Introduction to California State Fund

Unless you've started a business in California, you probably haven't heard of California State Fund.  It's one of those agencies that the general public doesn't come across but ask any business owner in the State with employees and they know right away.  California State Fund is an interesting hybrid department that straddles both the public and private in our State and after a longer and sometimes painful birth, it's settled into  an important role in the California's Workers Comp market.  Let's take a quick look at how it works and most importantly, what it does for start ups and business with more risky types of business that generally would not find Workers Comp coverage on the private market or would pay an exceedingly high cost to do so.  Let's jump in to the world of State Fund.

The origins of State Fund actually go quite a ways back to 1913 and the Boykin's Act which established the workers compensation insurance carrier.  The original set-up was a public funded entity separate from the State government which clearly was ahead of it's time considering our current world of Freddie Macs and the like.  The California State Fund has insured about one quarter of the market since it's inception.  In the mid 2000's there was a large expansion of its market share to about half of the market when man private carriers left the market due to an explosion in claims experience and pricing pressures.  The marketplace has normalized since then with some legislative efforts in Sacramento with State Fund now insuring about 20% of the market.  Let's look at this 20% and determine why and when California State Fund makes the most sense for your company.

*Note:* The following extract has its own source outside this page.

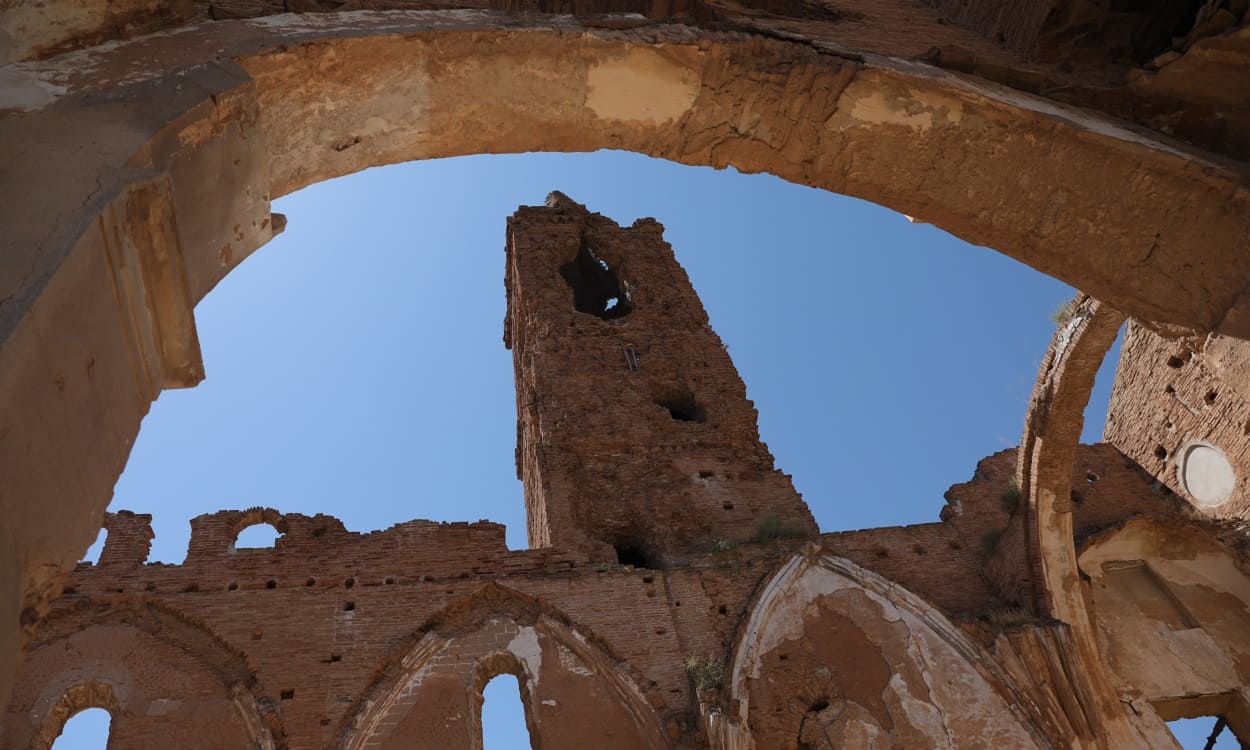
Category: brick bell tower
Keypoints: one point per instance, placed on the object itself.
(635, 440)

In general, California State Fund is unique on the Workers Comp market because it will insure any business (that meet general requirements of course).  Private carriers will preclude certain types of businesses based on risk, workers comp claims experience, or how new they are (essentially a lack of claims experience).  The trade off to this underwriting process is that the private carriers on average are much better priced than State Fund which is to be expected.  So how do we navigate this two-tiered marketplace?  First, complete the California State Fund Quote request.  This standardized form will quickly show whether private coverage could be an option for your company.  On the form, there are questions about how long the company has been established (start-up), type of business (risk), and claims experience (claims risk).  With these addressed, we can determine if private Worker's Comp coverage is option or if we'll have to go with State Fund.  The coverages are standardized so it's really a question of pricing and eligibility. Granted, there is some gray area but we'll be able to determine if it's an option. 

Keep in mind that there's no real downside to quoting and even applying (virtually the same form and process of Workers Comp Acord form 130) for a given carrier's Worker's Comp plan.  There is no application fee or fee for our service and ultimately, the goal is to get the best rate for a fairly standardized liability policy.  Worker's Comp coverage is generally offered in 12 month contracts so the time to investigate the available options is prior to renewal...ideally 30-60 days prior.